The Earliest GPS-Enabled Watches (Late 90s to Early 2000s)
The earliest GPS-enabled watches were marketed to outdoor adventurers and athletes, connecting them to the wider world in case they got lost. In 1999, Casio released the very first wristwatch with integrated GPS technology: the Casio PRT-1GP. While the addition of GPS was groundbreaking, it was met with little fanfare for a multitude of reasons: aside from being inaccurate, the watch was large, cumbersome, and extremely complex.
After the release of the PRT-1GP, it would be another few years before Garmin and Suunto released their “wrist-mounted GPS” wearable devices. Early Garmin models were even bigger than the Casio PRT-1GP and still suffered from frequent signal loss. Suunto’s X9, on the other hand, was smaller than the Garmin units and looked more like a traditional watch. Another key difference: Garmin units sold for under $200, while the X9’s MSRP was $769! These early models had plenty of flaws, to be sure — but rarely is new technology perfected in its first iteration, and these GPS-enabled devices set the precedent for watches to come.
GPS Watches Grow and Shrink (Mid-to-Late 2000s)
The market for connected wearables was growing slowly throughout the 2000s. Garmin continued producing their wearable GPS devices, and soon, reviewers recognized these devices as watches. Shrinking receiver sizes were now being integrated into the motherboards of devices.
During this period, some watches added further functionalities, like wireless data transfer. 2007 saw the release of Sony’s Ericsson MBW-150, which paired with Sony cell phones to display incoming calls or texts via Bluetooth. A few years later, the sixth generation iPod Nano was released with app functionality. Though not initially meant as a watch, people started putting wrist straps on their Nanos — think an unofficial prototype of the Apple Watch! Soon, one device would combine the benefits of GPS technology and the connectivity of a wireless network.

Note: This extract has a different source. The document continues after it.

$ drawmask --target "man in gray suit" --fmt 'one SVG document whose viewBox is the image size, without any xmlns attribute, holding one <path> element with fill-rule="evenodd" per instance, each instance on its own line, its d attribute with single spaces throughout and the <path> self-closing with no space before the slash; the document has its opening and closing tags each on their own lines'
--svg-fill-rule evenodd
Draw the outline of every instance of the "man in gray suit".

Watches Get Smart (Early 2010s)
By early this decade, GPS-enabled running watches had become popular, with more manufacturers producing them cheaper. At the end of 2012, four out of five watches on The Heart Rate Watch Company’s Best of 2012 list were from different manufacturers, and all but one were GPS-enabled. Many of these watches also featured computer connectivity via USB, allowing users to upload statistics to the internet via their PC.
It was also in 2012 that the Pebble Smartwatch earned over $10.2 million from backers on Kickstarter, setting a world record. This proved beyond a doubt that a wider audience was interested in watches that could serve as an extension of their smartphone. Although the Pebble featured downloadable apps, its GPS functionality was reliant on a paired cell phone. Over the next two years, the Sony Smartwatch 3 and the Samsung Galaxy Gear featured connectivity via smartphone as well as GPS. Unlike the Pebble, though, these wearables paired only with Android smartphones, leaving a niche in the market for Apple to develop their own smartwatch.

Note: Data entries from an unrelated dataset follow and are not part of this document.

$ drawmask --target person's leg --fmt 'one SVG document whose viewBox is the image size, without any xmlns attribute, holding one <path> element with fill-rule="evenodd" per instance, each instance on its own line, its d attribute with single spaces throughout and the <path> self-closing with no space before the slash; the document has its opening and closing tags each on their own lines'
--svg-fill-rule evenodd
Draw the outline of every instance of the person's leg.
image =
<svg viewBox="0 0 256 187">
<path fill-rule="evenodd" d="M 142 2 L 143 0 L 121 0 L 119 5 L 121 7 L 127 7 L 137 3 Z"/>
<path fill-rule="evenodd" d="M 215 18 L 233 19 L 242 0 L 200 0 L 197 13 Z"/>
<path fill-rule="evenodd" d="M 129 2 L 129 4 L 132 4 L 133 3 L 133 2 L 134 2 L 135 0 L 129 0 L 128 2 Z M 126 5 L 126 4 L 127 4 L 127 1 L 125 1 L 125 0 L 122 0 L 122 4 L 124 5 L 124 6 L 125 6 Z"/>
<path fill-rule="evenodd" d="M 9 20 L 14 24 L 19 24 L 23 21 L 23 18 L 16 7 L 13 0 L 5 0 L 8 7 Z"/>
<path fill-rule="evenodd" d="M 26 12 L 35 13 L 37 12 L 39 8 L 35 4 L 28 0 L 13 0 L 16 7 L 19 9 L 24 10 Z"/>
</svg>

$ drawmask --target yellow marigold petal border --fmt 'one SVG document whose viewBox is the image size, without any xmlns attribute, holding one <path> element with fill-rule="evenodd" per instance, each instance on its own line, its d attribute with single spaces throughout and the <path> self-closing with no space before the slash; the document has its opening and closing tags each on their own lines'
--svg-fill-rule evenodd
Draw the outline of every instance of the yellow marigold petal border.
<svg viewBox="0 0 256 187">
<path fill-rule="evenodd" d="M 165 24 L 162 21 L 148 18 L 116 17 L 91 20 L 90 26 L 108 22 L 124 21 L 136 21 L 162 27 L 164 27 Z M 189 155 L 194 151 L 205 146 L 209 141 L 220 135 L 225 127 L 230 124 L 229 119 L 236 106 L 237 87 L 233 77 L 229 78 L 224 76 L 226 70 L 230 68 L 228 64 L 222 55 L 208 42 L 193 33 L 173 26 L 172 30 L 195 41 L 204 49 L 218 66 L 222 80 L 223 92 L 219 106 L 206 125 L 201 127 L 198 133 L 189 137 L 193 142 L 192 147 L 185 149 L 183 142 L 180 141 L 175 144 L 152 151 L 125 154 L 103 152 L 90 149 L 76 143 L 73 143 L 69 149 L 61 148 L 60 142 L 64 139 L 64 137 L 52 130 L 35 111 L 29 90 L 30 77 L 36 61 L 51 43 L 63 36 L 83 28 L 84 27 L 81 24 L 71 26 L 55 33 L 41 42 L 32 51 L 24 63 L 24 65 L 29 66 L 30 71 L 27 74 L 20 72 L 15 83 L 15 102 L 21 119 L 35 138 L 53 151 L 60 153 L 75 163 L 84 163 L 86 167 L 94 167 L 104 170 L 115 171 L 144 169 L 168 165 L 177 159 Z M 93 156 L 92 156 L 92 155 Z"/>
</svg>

Modern Smartwatches: The Emergence of Apple
Perhaps wisely, Apple didn’t enter the smartwatch market until they saw proof of its wide audience. In April 2015, three years after the Pebble, the Apple Watch was released, and the result was a massive success: the Apple Watch made an estimated $2.6 billion in the fourth quarter of 2015 alone, accounting for 80% of all smartwatch market revenue at the time. Curiously, the Apple Watch wasn’t GPS-enabled until the release of the Apple Watch Series 2 in September 2016!

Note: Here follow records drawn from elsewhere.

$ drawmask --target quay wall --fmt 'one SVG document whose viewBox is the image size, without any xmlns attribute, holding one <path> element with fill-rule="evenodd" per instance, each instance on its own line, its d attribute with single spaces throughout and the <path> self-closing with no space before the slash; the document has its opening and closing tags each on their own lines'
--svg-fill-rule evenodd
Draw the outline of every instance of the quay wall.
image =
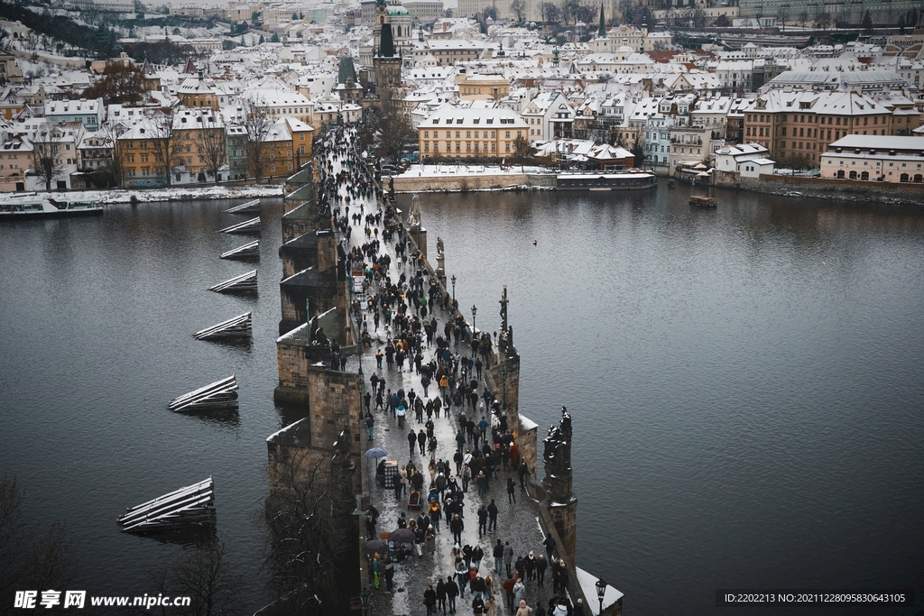
<svg viewBox="0 0 924 616">
<path fill-rule="evenodd" d="M 529 174 L 512 172 L 509 174 L 439 175 L 397 175 L 395 177 L 395 192 L 426 192 L 450 190 L 506 190 L 513 188 L 554 188 L 557 178 L 554 174 Z"/>
<path fill-rule="evenodd" d="M 828 177 L 789 177 L 761 175 L 760 178 L 738 177 L 737 174 L 715 172 L 715 186 L 762 192 L 784 197 L 812 197 L 848 201 L 886 203 L 924 203 L 924 190 L 919 184 L 901 185 L 885 182 L 860 182 Z"/>
</svg>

From the initial release of the Casio PRT-1GP, it took almost twenty years for Apple to produce a GPS-enabled smartwatch, now the standard for smartwatches. Stronger batteries, better health tracking, and data network connectivity are just a few things on the list for future releases like the Apple Watch Series 3, out this September. As these functionalities increase, expect these formerly niche products to become as common as smartphones themselves.